Patients with a history of heart and circulatory problems, such as stroke and heart attack, should not take the drug and those who did should be monitored every six to 12 months and taken off the drug immediately if heart or blood pressure problems occur, it said.
The EMA would be updating the patient leaflet for the drug to reflect the risks, the MHRA said. Sarah Branch, deputy director of the MHRA's Vigilance and Risk Management of Medicines Division, said patients who were currently taking Protelos for severe osteoporosis should continue to take their medicine and contact their doctor if they had any questions.

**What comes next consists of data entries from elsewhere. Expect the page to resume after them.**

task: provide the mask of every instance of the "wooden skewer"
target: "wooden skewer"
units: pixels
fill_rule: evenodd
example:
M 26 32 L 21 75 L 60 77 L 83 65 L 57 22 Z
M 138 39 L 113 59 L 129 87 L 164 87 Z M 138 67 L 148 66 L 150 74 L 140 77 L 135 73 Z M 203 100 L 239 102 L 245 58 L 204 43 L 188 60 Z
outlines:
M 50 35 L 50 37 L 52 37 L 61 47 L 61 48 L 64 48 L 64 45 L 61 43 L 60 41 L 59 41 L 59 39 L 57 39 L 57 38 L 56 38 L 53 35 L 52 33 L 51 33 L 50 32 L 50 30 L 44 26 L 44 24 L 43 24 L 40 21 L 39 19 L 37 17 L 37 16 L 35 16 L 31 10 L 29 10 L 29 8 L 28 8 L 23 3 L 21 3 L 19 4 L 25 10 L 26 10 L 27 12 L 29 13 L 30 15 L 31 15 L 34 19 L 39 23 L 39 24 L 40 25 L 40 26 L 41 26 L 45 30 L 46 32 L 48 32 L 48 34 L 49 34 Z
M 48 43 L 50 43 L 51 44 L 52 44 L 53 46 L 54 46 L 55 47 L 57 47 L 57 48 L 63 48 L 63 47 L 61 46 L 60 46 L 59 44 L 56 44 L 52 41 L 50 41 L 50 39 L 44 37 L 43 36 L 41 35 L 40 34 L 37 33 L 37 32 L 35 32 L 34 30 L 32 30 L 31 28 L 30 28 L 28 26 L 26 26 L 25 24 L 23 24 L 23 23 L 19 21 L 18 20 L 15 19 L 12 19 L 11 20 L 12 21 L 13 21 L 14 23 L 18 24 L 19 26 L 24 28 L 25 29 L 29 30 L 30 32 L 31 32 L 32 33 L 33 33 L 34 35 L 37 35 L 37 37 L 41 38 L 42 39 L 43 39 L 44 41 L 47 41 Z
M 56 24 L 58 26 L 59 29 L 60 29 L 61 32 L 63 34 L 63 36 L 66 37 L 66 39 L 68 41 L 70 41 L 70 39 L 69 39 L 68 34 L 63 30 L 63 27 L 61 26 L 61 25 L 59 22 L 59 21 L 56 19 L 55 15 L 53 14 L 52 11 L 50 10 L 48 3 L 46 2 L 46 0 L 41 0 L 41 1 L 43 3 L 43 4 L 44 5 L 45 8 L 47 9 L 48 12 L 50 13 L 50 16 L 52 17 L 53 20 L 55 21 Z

● The EMA has also recommended restrictions on the use of methysergide, because of fears it could lead to organ and tissue damage.
The migraine reliever was linked to fibrosis, a condition in which scar tissue accumulated in body organs, potentially damaging them, in a review by the agency's Committee for Medicinal Products for Human Use (CHMP), the EMA announced on Friday (February 21).
As a result, the drug, which had shown to be clinically effective, was now only reserved where first-line medication has failed for severe, long-lasting migraines and cluster headaches, the EMA said. Treatment should only be started and supervised by a specialist migraine doctor, who should screen patients for fibrosis every six months, it said.
The CHMP's recommendations will be sent to the European Commission, who will then issue a final, legally-binding decision.